Ok, sounds good to us but what else is there? Well the First Generation ’67-’69 cars that went on sale on September 29, 1966, are still pretty much the most collectible Camaros of all. The RSs, SSs (many of which were 396 big-block-equipped cars) are blue-chip collectibles and you if you have a jones for one of the first ’67 Z/28s, plan on pretty much scrounging up six figures for one because only 602 were made with that screamer 302 small-block that was essentially created by outfitting a 327 block with a short-stroke 283 crank. Of course these first-gen cars are probably the most popular platform out there for LS swaps, if that is your thing. It sure is ours.
Via Instagram user @kcoxphoto.
The second-gen cars produced from 1970-81 had their ups and downs. One of the major ups was the honkin’ 360-horsepower LT-1 that came out in the ’70 ½ Z/28s. Also equipped in the Corvette from 1970-72, this LT-1 was pretty much the highest output carbureted small-block Chevy of all time. The Z/28 went away after 1974, but came back in 1977 and carried the Camaro nameplate as best as it could through the mid-to-late 1970s malaise era.
Via ls1tech.com user Badnblk
For 1982, an all-new third-generation car was introduced and the Z/28 with its wheezing Cease (we mean Cross) Fire Injection 305 handled well, but that was about it. This was also the IROC era and the L98 TPI 350 that came out for the ’87 models gave the IROC-Z some form of respectability go along with the honestly quite good handling.
In 1993, the fourth-gen Camaro Z28 and its gen-II LT1 with 275 horsepower (same as the current sixth–gen turbo four-cylinder by the way) was a big deal 23 years ago. We remember driving one when new and it still gives us sweet memories these two-plus decades later. The LT1 with its Opti-Spark ignition and reverse-flow cooling was high-tech stuff back in those days as was the first use of the T56 six-speed manual transmission that’s still basically in use in updated TR6060 form today. The fourth-gen died off after 2002, but not before getting blessed with the LS1 for the 1998 model year.
@thegreatwhitebroffalo’s ZL1 fifth-gen Camaro.
After a seven-year hiatus of enduring “my-whatever-car-is-better-than-your-’03-’09-Camaro” jokes, we were finally shown the love with a fifth-gen 2010 model and its modern-classic 6.2-liter LS3 and L99 engines. Among fifth-gens there were several specials like the 1LE, ZL1 and, of course, the ’14-’15 Z/28 and its LS7 that makes any Camaro “Z” before it seem like a rickshaw.

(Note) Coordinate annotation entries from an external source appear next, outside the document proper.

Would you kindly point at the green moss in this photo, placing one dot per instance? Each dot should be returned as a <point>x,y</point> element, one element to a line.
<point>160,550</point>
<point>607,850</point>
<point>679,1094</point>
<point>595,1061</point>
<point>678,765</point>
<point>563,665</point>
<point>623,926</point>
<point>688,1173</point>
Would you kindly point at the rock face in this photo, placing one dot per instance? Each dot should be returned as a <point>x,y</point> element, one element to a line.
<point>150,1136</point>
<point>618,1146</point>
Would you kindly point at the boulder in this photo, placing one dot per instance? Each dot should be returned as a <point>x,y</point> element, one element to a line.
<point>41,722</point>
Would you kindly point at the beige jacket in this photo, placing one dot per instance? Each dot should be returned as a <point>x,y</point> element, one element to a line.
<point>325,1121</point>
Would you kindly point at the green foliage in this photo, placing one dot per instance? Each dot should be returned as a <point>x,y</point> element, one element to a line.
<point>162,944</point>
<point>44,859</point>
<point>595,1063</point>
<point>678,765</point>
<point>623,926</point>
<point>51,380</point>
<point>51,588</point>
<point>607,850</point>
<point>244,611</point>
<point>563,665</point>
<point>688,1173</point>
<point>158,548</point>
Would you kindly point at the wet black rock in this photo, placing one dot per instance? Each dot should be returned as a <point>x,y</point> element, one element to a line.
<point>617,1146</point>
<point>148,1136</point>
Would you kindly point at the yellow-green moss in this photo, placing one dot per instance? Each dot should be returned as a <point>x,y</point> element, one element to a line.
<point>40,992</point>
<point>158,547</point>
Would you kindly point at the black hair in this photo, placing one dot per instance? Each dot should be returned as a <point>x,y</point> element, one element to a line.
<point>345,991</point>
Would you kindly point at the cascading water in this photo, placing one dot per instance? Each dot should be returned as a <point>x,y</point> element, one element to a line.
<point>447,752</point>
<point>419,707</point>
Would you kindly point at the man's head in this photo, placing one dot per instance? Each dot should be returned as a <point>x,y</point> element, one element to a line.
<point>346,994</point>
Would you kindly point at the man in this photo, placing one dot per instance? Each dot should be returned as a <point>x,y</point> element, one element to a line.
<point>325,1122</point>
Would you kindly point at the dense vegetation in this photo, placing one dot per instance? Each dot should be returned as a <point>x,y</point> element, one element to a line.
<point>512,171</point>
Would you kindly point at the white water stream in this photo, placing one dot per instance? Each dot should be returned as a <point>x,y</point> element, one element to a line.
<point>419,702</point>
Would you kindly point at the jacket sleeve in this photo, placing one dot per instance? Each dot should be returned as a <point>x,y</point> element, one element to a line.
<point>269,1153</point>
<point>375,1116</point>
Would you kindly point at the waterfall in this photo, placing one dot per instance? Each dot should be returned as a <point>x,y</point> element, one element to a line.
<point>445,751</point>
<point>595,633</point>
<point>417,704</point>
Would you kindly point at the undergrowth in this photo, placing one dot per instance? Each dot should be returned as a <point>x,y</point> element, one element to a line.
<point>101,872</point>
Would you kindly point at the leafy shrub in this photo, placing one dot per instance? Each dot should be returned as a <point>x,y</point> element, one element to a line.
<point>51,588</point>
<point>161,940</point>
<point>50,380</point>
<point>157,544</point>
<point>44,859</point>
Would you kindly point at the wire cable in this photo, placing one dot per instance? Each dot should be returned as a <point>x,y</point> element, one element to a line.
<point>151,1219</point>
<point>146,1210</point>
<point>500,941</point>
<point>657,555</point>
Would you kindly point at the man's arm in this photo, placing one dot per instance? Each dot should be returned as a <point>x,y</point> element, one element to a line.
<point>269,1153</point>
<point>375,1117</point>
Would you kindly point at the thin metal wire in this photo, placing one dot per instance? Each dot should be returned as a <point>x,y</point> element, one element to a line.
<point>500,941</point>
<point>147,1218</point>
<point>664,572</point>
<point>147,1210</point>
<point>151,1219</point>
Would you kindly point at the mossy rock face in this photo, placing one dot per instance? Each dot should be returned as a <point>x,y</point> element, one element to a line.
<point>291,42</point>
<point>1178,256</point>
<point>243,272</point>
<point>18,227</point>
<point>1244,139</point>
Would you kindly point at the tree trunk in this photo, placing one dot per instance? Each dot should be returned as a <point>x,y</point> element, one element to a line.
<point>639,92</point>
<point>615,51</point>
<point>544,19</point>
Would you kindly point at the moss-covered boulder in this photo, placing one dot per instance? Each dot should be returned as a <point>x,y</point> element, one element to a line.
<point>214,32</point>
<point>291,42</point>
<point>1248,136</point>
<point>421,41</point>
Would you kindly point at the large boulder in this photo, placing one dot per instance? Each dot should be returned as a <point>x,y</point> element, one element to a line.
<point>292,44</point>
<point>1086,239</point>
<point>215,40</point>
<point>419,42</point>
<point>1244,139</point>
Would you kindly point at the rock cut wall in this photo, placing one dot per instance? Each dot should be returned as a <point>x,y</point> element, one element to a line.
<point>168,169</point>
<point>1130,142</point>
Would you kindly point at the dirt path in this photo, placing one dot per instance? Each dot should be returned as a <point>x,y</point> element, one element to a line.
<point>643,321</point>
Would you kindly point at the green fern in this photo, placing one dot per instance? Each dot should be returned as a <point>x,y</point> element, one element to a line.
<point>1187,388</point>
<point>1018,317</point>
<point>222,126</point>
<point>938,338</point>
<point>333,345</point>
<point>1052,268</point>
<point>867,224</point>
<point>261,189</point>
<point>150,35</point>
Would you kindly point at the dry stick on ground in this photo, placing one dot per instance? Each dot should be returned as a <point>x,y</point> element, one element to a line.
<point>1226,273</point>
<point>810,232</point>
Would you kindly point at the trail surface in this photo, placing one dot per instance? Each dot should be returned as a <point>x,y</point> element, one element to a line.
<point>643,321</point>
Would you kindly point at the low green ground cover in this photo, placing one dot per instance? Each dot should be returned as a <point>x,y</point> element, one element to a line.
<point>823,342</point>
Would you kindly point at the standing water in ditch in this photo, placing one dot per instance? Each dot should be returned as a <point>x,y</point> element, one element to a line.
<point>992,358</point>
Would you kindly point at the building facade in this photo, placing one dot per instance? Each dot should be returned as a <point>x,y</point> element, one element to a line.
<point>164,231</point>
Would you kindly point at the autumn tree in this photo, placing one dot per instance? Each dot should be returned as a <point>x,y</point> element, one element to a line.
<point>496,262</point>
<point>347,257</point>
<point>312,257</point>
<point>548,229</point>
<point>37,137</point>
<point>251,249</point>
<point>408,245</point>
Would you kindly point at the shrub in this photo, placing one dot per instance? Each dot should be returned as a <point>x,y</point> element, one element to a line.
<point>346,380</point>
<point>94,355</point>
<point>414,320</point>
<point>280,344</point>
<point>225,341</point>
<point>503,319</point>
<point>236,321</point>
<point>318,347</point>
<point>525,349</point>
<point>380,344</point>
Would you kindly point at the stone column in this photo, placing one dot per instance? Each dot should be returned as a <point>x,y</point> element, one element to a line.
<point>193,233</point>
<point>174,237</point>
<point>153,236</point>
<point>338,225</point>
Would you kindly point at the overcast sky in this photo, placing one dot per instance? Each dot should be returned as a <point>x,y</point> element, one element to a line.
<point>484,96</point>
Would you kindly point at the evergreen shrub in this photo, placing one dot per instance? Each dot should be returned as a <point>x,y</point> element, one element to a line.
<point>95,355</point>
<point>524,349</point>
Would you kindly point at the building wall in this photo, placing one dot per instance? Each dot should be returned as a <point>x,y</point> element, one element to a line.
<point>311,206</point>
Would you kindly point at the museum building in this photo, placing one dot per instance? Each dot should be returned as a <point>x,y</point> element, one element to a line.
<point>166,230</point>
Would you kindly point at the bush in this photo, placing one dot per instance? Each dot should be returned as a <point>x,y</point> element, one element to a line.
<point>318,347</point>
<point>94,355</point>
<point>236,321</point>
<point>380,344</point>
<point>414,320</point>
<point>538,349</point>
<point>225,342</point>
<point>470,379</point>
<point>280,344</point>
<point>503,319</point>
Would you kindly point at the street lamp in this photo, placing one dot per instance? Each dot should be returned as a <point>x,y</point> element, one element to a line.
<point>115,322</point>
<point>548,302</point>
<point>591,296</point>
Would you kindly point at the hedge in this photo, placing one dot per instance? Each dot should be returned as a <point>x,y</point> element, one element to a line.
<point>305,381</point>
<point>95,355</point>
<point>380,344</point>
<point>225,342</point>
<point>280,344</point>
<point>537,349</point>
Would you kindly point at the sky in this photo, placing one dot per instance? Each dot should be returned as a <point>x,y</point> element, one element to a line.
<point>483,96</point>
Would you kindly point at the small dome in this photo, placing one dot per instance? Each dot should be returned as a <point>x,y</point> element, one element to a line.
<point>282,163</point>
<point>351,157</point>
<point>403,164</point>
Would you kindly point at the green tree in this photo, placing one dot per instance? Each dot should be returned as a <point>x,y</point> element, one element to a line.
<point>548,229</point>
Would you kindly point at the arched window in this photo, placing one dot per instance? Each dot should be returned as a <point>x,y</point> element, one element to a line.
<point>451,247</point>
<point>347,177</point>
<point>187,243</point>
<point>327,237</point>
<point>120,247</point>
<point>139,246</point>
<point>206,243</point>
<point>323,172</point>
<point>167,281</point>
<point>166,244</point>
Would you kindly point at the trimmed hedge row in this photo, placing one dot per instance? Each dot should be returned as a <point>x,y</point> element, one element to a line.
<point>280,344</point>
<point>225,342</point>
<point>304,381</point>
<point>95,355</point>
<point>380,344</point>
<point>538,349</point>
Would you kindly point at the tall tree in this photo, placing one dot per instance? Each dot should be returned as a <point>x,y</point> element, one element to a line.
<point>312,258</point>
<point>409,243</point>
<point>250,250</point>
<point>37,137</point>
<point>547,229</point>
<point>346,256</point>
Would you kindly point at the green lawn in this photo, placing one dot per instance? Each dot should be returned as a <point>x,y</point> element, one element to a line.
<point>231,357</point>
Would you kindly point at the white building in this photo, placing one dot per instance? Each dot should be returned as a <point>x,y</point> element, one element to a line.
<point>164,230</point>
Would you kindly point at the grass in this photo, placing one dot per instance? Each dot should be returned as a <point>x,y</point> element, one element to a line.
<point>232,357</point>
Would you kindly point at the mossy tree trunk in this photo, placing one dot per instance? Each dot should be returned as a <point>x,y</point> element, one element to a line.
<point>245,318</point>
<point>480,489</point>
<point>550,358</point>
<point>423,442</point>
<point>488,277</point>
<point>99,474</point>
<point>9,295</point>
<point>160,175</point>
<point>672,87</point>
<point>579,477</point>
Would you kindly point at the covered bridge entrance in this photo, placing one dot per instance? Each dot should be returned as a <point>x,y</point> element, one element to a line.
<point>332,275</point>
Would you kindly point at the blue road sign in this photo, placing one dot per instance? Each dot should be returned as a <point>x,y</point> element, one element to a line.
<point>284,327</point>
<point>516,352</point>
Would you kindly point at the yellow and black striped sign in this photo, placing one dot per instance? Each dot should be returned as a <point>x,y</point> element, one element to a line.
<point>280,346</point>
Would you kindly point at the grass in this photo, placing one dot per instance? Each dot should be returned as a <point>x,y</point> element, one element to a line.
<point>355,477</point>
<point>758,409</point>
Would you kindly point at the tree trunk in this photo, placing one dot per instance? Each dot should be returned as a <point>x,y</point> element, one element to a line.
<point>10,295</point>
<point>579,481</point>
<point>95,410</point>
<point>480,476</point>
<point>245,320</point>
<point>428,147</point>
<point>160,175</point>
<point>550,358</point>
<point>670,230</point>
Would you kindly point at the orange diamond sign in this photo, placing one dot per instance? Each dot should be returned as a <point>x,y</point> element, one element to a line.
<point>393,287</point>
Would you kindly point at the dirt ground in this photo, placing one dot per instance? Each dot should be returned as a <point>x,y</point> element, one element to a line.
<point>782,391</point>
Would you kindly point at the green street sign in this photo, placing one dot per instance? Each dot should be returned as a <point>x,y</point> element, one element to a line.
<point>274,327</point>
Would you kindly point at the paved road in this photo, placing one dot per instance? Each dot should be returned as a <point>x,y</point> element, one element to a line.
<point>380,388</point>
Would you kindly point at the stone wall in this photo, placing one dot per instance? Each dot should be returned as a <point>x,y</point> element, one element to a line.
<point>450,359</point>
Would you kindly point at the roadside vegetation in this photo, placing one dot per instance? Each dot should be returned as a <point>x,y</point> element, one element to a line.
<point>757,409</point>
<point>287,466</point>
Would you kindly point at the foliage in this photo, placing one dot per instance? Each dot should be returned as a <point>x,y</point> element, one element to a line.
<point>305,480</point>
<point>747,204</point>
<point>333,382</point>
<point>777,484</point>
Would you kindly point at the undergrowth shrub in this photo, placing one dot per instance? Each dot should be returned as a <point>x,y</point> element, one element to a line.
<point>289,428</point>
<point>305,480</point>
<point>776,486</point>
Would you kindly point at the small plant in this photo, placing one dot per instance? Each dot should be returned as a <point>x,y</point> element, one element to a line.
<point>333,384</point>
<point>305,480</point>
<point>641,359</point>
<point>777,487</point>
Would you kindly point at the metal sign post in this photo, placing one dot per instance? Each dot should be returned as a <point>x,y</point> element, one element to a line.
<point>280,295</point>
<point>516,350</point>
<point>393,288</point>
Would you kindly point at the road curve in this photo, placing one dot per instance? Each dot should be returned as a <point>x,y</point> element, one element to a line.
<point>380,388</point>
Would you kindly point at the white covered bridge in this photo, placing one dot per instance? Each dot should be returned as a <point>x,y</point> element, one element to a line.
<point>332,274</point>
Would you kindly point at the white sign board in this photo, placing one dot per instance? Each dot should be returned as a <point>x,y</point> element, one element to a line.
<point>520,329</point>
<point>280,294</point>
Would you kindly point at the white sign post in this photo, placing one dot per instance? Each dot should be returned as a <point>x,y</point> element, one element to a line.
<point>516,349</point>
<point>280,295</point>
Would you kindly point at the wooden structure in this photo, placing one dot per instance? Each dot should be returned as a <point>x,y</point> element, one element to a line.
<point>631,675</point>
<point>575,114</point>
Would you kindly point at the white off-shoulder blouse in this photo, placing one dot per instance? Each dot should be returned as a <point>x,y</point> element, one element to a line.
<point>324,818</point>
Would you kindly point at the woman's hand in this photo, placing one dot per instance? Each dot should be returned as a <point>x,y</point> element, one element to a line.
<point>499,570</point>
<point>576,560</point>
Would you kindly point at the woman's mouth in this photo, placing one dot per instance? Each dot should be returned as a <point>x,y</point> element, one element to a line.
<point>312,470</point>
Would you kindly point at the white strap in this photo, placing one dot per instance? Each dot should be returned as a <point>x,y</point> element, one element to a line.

Chevrolet’s brand-new ZL1 with a 650 horsepower LT4.
Finally, the all-new and current sixth-gen model and its full line of engines topped with the new LT1 and LT4 that the 2017 ZL1 will have are now on the scene. There will also be an anniversary package that you can order to help celebrate the 50th of this one-of-the-greatest and back better-than-ever American icons.